The pressure paid off several months ago when the university, which has considerable real estate holdings in the neighborhood, announced that it will convert all its property to gas or oil by 1971.
“I was at a formal party… ,” Mrs. Fermi recalls, “and I went up to … the university vice president, and asked him if he thought our needling had helped in the university’s decision. He said that it had. I got great satisfaction from that.”
Mrs. Fermi described other activities of the adamant women: “We talked to neighborhood groups and real estate agents. We made up lists for building janitors, telling them how to run their furnaces without polluting, and we told people how pollution affected their families…”
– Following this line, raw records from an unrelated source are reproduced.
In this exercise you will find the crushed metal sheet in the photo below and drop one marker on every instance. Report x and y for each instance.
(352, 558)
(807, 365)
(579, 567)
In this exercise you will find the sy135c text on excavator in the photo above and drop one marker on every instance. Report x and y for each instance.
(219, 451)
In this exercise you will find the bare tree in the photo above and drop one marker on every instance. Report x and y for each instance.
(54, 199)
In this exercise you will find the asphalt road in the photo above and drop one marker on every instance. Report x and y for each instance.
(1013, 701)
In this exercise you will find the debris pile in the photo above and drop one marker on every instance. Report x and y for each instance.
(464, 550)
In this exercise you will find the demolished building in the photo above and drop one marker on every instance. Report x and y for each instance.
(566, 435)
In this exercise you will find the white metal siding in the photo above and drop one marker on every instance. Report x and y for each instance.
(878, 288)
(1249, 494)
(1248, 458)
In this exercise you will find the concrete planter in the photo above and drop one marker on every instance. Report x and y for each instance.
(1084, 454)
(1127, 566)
In 1962, members of the group gave dramatic testimony before a United States Senate committee that was contemplating grants on pollution. Mrs. Fermi said:
“One of our members testified, bringing with her a dirty handkerchief she had passed over a window shortly after she had washed the window.”
“Senator Edmund Muskie (D., ME) said it was the first time a citizens’ group had testified. We felt we helped Chicago. The city wound up with a one-million dollar pollution grant.”[Today that one-million dollar grant would be seven-million.] ?
Coal Law Repeal Urged
January 6, 1970
MRS. LAURA FERMI, widow of atomic energy pioneer Enrico Fermi, urged a legislative committee to seek the repeal of a state law requiring public buildings to burn Illinois coal. The high sulphur content of Illinois coal is responsible for much of the state’s air pollution, said Mrs. Fermi.
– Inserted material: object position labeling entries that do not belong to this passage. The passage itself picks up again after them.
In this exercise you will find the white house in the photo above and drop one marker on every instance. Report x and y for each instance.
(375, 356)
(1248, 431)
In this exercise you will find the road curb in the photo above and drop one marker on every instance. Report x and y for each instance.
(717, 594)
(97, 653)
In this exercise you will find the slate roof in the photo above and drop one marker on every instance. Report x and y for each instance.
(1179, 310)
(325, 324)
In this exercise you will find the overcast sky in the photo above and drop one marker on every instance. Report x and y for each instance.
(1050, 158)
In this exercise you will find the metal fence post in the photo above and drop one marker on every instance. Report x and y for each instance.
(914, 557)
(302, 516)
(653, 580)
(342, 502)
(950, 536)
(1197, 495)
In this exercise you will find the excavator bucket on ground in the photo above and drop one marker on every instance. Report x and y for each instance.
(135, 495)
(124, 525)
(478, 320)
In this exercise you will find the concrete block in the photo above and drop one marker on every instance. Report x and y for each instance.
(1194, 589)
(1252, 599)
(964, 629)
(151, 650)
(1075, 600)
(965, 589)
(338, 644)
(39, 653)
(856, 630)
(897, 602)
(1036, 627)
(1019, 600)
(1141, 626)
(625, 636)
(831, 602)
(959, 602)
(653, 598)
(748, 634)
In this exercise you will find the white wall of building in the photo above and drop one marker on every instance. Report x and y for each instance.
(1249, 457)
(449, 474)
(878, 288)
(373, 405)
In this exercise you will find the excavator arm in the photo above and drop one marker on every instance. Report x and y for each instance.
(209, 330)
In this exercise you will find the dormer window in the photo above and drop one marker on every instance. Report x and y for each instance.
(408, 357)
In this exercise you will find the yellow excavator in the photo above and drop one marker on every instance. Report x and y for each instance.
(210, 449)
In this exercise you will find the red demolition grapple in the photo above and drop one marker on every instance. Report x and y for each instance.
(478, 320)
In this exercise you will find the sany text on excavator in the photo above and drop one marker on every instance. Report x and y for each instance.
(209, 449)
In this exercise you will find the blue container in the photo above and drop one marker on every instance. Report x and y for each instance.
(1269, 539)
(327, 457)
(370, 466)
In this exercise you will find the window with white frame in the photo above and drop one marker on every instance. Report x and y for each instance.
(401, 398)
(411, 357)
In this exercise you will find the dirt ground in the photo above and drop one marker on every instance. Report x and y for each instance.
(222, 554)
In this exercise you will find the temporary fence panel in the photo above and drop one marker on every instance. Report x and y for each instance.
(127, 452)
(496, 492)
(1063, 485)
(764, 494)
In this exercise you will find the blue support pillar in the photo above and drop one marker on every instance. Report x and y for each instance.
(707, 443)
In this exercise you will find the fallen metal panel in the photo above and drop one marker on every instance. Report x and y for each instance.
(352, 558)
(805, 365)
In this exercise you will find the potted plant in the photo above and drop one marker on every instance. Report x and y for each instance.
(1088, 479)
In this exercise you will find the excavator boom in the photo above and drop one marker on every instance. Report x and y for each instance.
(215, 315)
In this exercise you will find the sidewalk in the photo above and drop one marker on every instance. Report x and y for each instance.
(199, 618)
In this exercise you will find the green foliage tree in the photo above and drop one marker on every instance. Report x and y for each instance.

Mrs. Fermi, representing the Cleaner Air Committee of Hyde Park and Kenwood, testified at a hearing by the Illinois House Air Pollution Study Committee in the State of Illinois building, 160. N. La Salle. She noted that the 1937 law forces public buildings to burn Illinois coal, even if the price is up to 10 per cent higher than other coal.
Her plea was echoed by Dr. Bruce Douglas, professor of community health at the University of Illinois college of Medicine, who called Illinois efforts to halt air pollution “lackadaisical”. He noted that Illinois budgeted only $125,923 for air pollution control during the last two years while New Jersey set aside $1,000,000 and New York appropriated $1,800,000.